This begs the question are Kenyans being taken for a ride? Is this why corruption scandals are mostly revealed through the media rather than the institutions that gobble up tax-payers money in the name of resources to fight graft? With the exception of the office of the Auditor General the rest of the scandals have been either as a result of a whistle blower within government or investigative journalism.
While we expect interviews for the new IEBC commissioners to begin next week, the Chickengate scandal that soiled the reputation of the then newly formed IEBC remains thick in the air as nobody has been jailed for it. Meanwhile a court in UK sentenced to jail two directors associated with the printing firm Smith and Ouzman Ltd involved in the same scandal. And that the outgoing commissioners and the chair gave a condition that they could only face the charges while still in office as was revealed by the media is nothing short of disturbing. This goes to confirm only how compromised these institutions are.
Meanwhile the Health ministry has since given itself a bill of clean health and revised the amount in question down to 3bn from the 5bn earlier reported. Needless to mention the focus on the main issue has been lost in the hullabaloo as government and media houses trade accusatory fingers at each other; some government officials going as far as trying to smear mud on the media house that broke the news.
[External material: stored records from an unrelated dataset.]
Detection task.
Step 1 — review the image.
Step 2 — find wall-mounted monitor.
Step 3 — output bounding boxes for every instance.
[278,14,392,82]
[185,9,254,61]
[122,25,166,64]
It appears having a legal framework is not enough to fight graft in Kenya. This year alone Parliament has passed a number of laws aimed at fighting corruption in Kenya but things seem to be getting only worse. The MPs in watchdog committees too it appears have little interest in serving the public other than playing party politics. While speaking to a local journalist, Makueni Senator Mutula Kilonzo Jnr confirmed the fears of many when he said sometimes it’s always about which party the person under scrutiny comes from. No wonder the NYS scandal has been an ongoing circus.
Until we find ways to strengthen our key institutions and minimize the influence the executive have over them, they will continue to gobble up our hard earned money and serve to create a donor-friendly environment while achieving nothing.